The regulations in question are found at 40 CFR §§ 264/265, Parts AA, BB, and CC. While Parts 264 and 265, respectively, relate to permitting requirements and interim status for facilities that treat, store or dispose of hazardous waste, the regulations have also made these Parts applicable to large quantity generators who store hazardous waste for periods of 90 days or less and, thus, are not required to have a hazardous waste permit. (RCRA Organic Air Emission Standards for TSDFs and LQGs) These regulations focus on the management of materials and the maintenance of units in order to prevent the emission of hazardous air pollutants, particularly through the prevention of leaks or mismanagement of such things as flares, valves, pumps, connecting pipes, etc.

EPA has concluded that many regulated entities mistakenly believe that these units are covered under the umbrella of air emissions permits and, thus, are not regulated under RCRA. That is not necessarily the case. It is EPA’s view that certain operational and maintenance activities must be conducted in order to prevent emissions from these units. While EPA purports that it does not intend to cause duplication, regulated entities must comply with certain requirements which may be applicable under their air permits, but if not, then requirements imposed by RCRA must be met. The key is in knowing whether compliance with the requirements of the air permit is sufficient, and EPA Region 4 has produced a handbook that may be helpful. (RCRA/CAA Overlap Provisions.pdf.)

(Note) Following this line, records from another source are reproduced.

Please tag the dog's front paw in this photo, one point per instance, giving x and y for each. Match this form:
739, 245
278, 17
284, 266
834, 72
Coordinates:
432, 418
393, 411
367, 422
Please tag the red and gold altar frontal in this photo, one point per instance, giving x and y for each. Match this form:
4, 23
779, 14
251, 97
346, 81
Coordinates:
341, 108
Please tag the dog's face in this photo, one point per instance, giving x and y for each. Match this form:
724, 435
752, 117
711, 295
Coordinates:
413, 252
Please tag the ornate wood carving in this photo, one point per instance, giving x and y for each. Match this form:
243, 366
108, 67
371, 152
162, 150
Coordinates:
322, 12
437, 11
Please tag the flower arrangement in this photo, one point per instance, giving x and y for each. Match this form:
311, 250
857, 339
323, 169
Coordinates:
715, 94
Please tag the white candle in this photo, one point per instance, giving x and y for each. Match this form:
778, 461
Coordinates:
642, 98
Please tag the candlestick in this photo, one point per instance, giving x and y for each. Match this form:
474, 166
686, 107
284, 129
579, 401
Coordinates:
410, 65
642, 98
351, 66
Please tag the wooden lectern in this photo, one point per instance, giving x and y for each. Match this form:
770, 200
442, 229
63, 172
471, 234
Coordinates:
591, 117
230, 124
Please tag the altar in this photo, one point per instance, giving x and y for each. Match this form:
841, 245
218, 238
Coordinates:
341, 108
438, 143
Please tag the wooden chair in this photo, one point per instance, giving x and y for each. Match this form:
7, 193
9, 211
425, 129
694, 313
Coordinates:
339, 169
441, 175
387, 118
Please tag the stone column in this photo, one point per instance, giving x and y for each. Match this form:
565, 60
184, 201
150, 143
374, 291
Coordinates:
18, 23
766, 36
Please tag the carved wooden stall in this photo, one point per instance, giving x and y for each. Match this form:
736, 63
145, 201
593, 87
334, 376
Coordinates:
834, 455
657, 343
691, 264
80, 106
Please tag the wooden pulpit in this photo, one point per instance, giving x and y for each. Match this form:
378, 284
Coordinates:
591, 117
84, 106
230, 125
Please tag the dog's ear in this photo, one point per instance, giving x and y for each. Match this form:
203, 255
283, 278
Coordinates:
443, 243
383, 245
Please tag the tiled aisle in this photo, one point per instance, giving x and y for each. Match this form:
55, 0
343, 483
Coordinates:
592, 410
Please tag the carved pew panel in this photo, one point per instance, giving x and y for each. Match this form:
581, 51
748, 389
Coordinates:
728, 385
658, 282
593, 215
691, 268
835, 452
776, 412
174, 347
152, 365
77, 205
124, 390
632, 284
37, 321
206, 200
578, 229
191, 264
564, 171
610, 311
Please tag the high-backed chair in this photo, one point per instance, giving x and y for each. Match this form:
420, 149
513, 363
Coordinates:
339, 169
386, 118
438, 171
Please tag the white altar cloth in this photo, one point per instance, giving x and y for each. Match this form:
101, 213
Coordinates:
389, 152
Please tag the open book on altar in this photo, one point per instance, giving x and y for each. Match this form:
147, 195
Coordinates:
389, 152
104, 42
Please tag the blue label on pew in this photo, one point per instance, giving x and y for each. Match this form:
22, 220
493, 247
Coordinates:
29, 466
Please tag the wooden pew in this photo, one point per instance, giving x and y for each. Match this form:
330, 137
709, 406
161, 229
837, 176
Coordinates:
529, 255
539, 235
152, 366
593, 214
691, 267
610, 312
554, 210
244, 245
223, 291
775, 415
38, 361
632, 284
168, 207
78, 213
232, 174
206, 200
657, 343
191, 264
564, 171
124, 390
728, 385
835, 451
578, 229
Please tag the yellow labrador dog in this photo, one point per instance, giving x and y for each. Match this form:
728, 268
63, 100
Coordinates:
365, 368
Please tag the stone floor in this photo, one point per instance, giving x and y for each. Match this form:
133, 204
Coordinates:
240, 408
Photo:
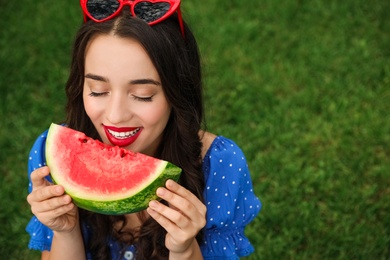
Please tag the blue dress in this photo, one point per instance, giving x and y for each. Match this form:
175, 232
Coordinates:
229, 197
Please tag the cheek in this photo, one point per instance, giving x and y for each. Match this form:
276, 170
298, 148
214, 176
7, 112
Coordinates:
157, 116
90, 107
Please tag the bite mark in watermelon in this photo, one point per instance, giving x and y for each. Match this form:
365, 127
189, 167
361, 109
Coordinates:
102, 178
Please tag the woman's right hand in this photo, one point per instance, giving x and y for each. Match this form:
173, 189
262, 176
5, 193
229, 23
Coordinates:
50, 204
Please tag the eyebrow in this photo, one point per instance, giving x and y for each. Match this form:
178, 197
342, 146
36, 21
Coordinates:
132, 82
96, 77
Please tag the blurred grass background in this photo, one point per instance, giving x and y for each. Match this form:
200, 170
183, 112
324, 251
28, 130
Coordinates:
302, 86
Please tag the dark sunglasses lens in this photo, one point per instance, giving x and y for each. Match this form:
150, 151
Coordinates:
100, 9
150, 12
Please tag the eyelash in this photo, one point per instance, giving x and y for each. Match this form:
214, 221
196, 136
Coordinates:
142, 99
95, 94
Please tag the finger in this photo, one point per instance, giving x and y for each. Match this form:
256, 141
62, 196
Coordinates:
183, 192
155, 211
55, 203
43, 194
38, 177
185, 201
169, 215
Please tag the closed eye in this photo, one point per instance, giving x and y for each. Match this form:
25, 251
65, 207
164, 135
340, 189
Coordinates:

Given EPA’s ongoing implementation of this enforcement initiative during facility inspections, including those at large quantity generators, facility compliance personnel should remind themselves of the requirements both of the RCRA regulations and any similar applicable requirements under their air permits and be certain that operational requirements and limits are observed and any necessary inspections are conducted and records maintained.